Formes poétiques

Les différentes formes de poésie :

Les formes fixes 

Sonnet :

Forme poétique composée de deux quatrains et de deux tercets.

Formes classiques :

Forme française : A B B A, A B B A, C C D, E E D
Forme italienne : A B B A, A B B A, C C D, E D E

Exemple 1 :

Mon rêve familier

« Je fais souvent ce rêve étrange et pénétrant
D’une femme inconnue, et que j’aime, et qui m’aime,
Et qui n’est, chaque fois, ni tout à fait la même
Ni tout à fait une autre, et m’aime et me comprend.

Car elle me comprend, et mon cœur transparent
Pour elle seule, hélas ! Cesse d’être un problème
Pour elle seule, et les moiteurs de mon front blême,
Elle seule les sait rafraîchir, en pleurant.

Est-elle brune, blonde ou rousse ? Je l’ignore.
Son nom ? Je me souviens qu’il est doux et sonore,
Comme ceux des aimés que la Vie exila.

Son regard est pareil au regard des statues,
Et, pour sa voix, lointaine, et calme, et grave, elle a
L’inflexion des voix chères qui se sont tues. »

 – Paul Verlaine

Exemple 2 :

Le vaisseau d’or

« Ce fut un grand Vaisseau taillé dans l’or massif :
Ses mâts touchaient l’azur, sur des mers inconnues ;
La Cyprine d’amour, cheveux épars, chairs nues,
S’étalait à sa proue, au soleil excessif.

Mais il vint une nuit frapper le grand écueil
Dans l’Océan trompeur où chantait la Sirène,
Et le naufrage horrible inclina sa carène
Aux profondeurs du Gouffre, immuable cercueil.

Ce fut un Vaisseau d’Or, dont les flancs diaphanes
Révélaient des trésors que les marins profanes,
Dégoût, Haine et Névrose, entre eux ont disputés.

Que reste-t-il de lui dans la tempête brève ?
Qu’est devenu mon cœur, navire déserté ?
Hélas ! Il a sombré dans l’abîme du Rêve ! »

– Émile Nelligan

Triolet :

Forme poétique habituellement composée de deux quatrains.

Forme classique : ABAA, ABAB

Contrainte :

  • Le premier, le quatrième ainsi que le septième vers ainsi que le deuxième et le huitième vers sont identiques.

Exemple : 

« Si j’étais le Zéphyr ailé,
J’irais mourir sur votre bouche.
Ces voiles, j’en aurais la clé
Si j’étais le Zéphyr ailé.
Près des seins pour qui je brûlai
Je me glisserais dans la couche.
Si j’étais le Zéphyr ailé,
J’irais mourir sur votre bouche. »

Théodore de Banville

Acrostiche :

Forme poétique basée sur une figure de style à travers laquelle les premières lettres ou les premiers mots de chaque vers, lorsqu’ils sont lus verticalement et de haut en bas, constituent un mot ou une expression reliée au contenu du poème.

Exemple 1 :

Voici un célèbre acrostiche d’Albert Musset envoyé à George Sand :

Quand je mets à vos pieds un éternel hommage
Voulez-vous qu’un instant je change de visage ?
Vous avez capturé les sentiments d’un cœur
Que pour vous adorer forma le Créateur.
Je vous chéris, amour, et ma plume en délire
Couche sur le papier ce que je n’ose dire.
Avec soin, de mes vers lisez les premiers mots
Vous saurez quel remède apporter à mes maux.

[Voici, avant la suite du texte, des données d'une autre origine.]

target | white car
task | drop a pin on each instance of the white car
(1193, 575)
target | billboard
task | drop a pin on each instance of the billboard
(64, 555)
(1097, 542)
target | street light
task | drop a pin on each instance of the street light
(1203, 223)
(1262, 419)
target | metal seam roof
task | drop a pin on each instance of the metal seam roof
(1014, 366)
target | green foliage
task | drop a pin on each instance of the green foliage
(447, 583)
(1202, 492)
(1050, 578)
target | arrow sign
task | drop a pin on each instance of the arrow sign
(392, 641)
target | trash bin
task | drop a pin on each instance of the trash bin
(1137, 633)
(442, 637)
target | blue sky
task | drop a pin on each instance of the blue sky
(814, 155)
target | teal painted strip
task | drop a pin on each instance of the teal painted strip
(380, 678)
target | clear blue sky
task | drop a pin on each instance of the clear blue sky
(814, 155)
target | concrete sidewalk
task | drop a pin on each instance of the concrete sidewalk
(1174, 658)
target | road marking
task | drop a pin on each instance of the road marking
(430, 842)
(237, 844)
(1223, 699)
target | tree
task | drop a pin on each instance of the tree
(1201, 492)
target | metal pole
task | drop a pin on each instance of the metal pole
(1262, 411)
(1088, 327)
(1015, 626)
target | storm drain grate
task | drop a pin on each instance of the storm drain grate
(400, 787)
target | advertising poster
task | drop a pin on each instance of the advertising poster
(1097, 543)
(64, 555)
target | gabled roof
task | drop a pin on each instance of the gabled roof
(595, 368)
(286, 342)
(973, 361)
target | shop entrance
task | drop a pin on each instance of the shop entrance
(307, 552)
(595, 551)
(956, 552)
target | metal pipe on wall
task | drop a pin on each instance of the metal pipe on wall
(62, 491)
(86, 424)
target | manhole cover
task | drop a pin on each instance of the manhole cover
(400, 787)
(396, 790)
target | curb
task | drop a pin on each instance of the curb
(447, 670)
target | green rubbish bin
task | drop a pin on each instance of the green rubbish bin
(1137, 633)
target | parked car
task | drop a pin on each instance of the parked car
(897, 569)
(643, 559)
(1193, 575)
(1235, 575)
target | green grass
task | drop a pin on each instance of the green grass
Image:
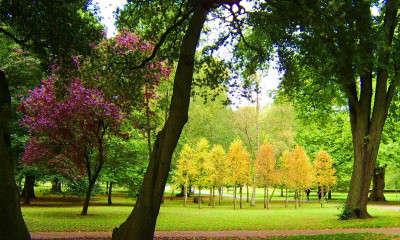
(62, 214)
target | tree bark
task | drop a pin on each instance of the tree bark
(29, 188)
(185, 190)
(110, 194)
(141, 222)
(367, 125)
(378, 184)
(241, 194)
(12, 223)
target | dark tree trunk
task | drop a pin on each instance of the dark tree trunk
(29, 188)
(12, 223)
(56, 186)
(141, 222)
(367, 125)
(110, 194)
(378, 184)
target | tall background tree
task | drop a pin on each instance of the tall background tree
(356, 54)
(52, 31)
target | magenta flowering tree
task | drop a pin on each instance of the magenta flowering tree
(70, 133)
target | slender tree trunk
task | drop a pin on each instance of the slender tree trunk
(109, 194)
(200, 198)
(12, 223)
(378, 185)
(185, 190)
(265, 196)
(286, 202)
(211, 199)
(213, 196)
(29, 188)
(219, 195)
(253, 193)
(241, 193)
(141, 222)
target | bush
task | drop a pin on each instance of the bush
(79, 187)
(345, 212)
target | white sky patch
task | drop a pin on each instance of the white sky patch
(107, 10)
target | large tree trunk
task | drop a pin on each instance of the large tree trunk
(29, 188)
(378, 184)
(141, 222)
(367, 125)
(12, 223)
(110, 194)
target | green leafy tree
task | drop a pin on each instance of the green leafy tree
(349, 49)
(239, 167)
(265, 169)
(324, 173)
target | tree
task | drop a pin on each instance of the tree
(185, 168)
(265, 168)
(71, 132)
(200, 179)
(52, 31)
(239, 165)
(324, 173)
(216, 169)
(345, 44)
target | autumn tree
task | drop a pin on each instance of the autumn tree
(200, 174)
(265, 169)
(216, 171)
(239, 166)
(324, 173)
(348, 47)
(71, 132)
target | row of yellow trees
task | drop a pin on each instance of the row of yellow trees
(205, 167)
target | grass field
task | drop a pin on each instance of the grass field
(50, 213)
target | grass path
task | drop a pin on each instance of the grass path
(218, 234)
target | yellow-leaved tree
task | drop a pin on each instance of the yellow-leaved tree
(324, 173)
(184, 173)
(200, 173)
(301, 172)
(265, 169)
(239, 167)
(216, 171)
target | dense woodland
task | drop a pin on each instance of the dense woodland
(156, 104)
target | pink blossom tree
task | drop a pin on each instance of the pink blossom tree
(70, 133)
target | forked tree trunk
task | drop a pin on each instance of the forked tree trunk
(110, 194)
(141, 222)
(12, 223)
(378, 185)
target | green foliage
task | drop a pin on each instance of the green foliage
(79, 188)
(345, 212)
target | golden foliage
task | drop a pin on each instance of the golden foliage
(323, 170)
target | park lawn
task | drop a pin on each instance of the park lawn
(56, 215)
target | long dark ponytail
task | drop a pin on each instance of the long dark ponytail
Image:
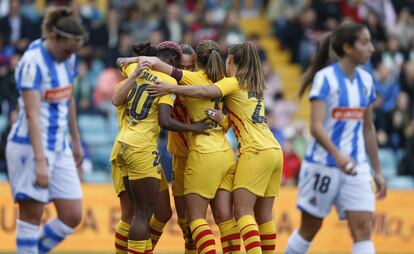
(346, 33)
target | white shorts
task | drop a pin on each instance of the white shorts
(64, 181)
(321, 187)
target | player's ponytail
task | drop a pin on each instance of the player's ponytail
(249, 70)
(346, 33)
(144, 49)
(209, 59)
(64, 22)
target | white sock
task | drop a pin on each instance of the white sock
(296, 244)
(52, 234)
(26, 237)
(363, 247)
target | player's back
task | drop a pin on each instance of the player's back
(216, 140)
(178, 141)
(246, 111)
(140, 128)
(346, 101)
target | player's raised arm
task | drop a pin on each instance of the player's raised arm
(201, 92)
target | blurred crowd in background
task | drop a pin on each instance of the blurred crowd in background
(298, 25)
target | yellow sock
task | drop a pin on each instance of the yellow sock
(268, 237)
(250, 233)
(190, 247)
(156, 228)
(148, 246)
(203, 236)
(230, 236)
(137, 247)
(121, 237)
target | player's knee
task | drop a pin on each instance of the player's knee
(164, 215)
(222, 214)
(308, 230)
(32, 216)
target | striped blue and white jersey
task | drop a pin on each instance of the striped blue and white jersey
(346, 101)
(37, 70)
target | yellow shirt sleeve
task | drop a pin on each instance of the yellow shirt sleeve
(228, 86)
(127, 70)
(119, 84)
(168, 98)
(225, 123)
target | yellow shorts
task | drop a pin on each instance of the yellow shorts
(260, 172)
(207, 172)
(138, 164)
(119, 183)
(178, 165)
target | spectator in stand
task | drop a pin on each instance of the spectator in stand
(172, 25)
(404, 30)
(300, 37)
(205, 30)
(383, 8)
(8, 94)
(377, 30)
(388, 89)
(137, 25)
(82, 89)
(16, 27)
(282, 12)
(231, 31)
(12, 117)
(400, 119)
(392, 57)
(291, 161)
(326, 9)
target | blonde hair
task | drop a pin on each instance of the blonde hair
(64, 20)
(209, 59)
(249, 69)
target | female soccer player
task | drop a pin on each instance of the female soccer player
(258, 173)
(209, 173)
(336, 170)
(178, 147)
(162, 210)
(41, 162)
(139, 157)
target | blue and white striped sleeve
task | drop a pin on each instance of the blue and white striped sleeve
(372, 95)
(28, 75)
(320, 88)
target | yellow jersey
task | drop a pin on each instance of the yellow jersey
(140, 127)
(201, 143)
(120, 110)
(178, 141)
(247, 116)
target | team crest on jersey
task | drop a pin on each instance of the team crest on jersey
(348, 113)
(57, 95)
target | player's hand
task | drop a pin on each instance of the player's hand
(159, 89)
(202, 126)
(381, 185)
(143, 65)
(124, 61)
(42, 173)
(215, 114)
(78, 153)
(346, 164)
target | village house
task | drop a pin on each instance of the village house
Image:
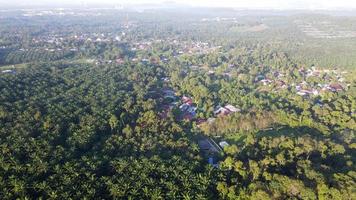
(228, 109)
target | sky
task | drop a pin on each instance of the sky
(250, 4)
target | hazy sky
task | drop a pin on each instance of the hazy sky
(276, 4)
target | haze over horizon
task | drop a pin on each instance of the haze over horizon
(251, 4)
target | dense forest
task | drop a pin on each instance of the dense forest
(121, 105)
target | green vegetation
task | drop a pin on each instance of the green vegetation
(116, 106)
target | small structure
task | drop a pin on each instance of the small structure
(226, 110)
(223, 144)
(8, 71)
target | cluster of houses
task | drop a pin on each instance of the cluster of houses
(8, 71)
(333, 77)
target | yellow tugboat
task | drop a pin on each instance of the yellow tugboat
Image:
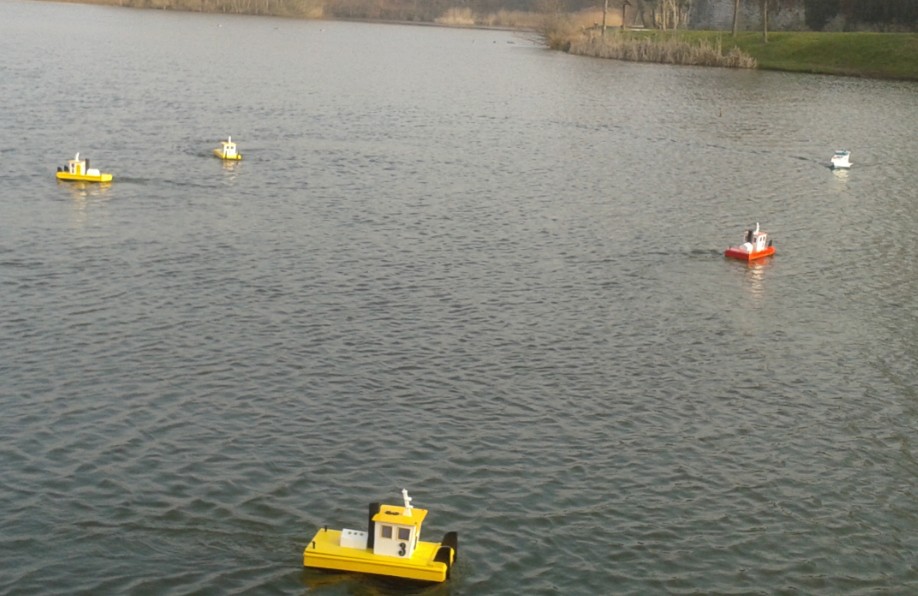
(79, 170)
(390, 546)
(227, 150)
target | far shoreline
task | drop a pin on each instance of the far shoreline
(885, 56)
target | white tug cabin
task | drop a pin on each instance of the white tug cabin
(227, 150)
(394, 530)
(79, 167)
(755, 240)
(841, 159)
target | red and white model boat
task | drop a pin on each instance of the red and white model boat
(755, 246)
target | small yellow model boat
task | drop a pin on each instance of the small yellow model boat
(227, 150)
(78, 169)
(390, 546)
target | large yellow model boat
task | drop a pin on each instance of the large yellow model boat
(227, 150)
(78, 169)
(390, 546)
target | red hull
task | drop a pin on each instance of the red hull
(736, 252)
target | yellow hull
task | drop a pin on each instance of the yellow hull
(324, 551)
(84, 177)
(219, 153)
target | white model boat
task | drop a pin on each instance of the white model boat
(841, 159)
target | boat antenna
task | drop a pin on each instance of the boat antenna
(407, 502)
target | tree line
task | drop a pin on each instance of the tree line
(882, 15)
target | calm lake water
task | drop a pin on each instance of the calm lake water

La réponse de George Sand fut la suivante :

Cette insigne faveur que votre cœur réclame
Nuit à ma renommée et répugne à mon âme.

Ou

Cette insigne faveur que votre cœur réclame
Nuit peut être à l’honneur mais répond à ma flamme.

Exemple 2 :

Maria

« Mon aimée adorée avant que je m’en aille
Avant que notre amour triste défaille
Râle et meure ô m’amie une fois
Il faut nous promener tous les deux seuls dans les bois
Alors je m’en irai plus heureux que les rois. »

– Apollinaire

Haïkus :

Forme poétique calligraphique, d’origine japonaise, dont la composition est d’une brièveté caractéristique.

Contraintes d’un haïku classique :

  • Le thème d’un haïku doit généralement s’apparenter à une saison de manière explicite ou implicite.
  • Le haïku doit capturer l’essence d’un moment qui, selon le lecteur, peut sembler anodin.

Exemple 1 :

« Sous la pluie d’été
Raccourcissent
Les pattes du héron. »

– Bashõ Matsuo

De manière explicite, Bashõ Matsuo, évoque l’été.

Exemple 2 :

« Quand souffle le vent du nord
Les feuilles mortes
Fraternisent au sud. »

– Buson Yosa

De manière implicite, Buson Yosa exprime le passage de l’automne à l’hiver.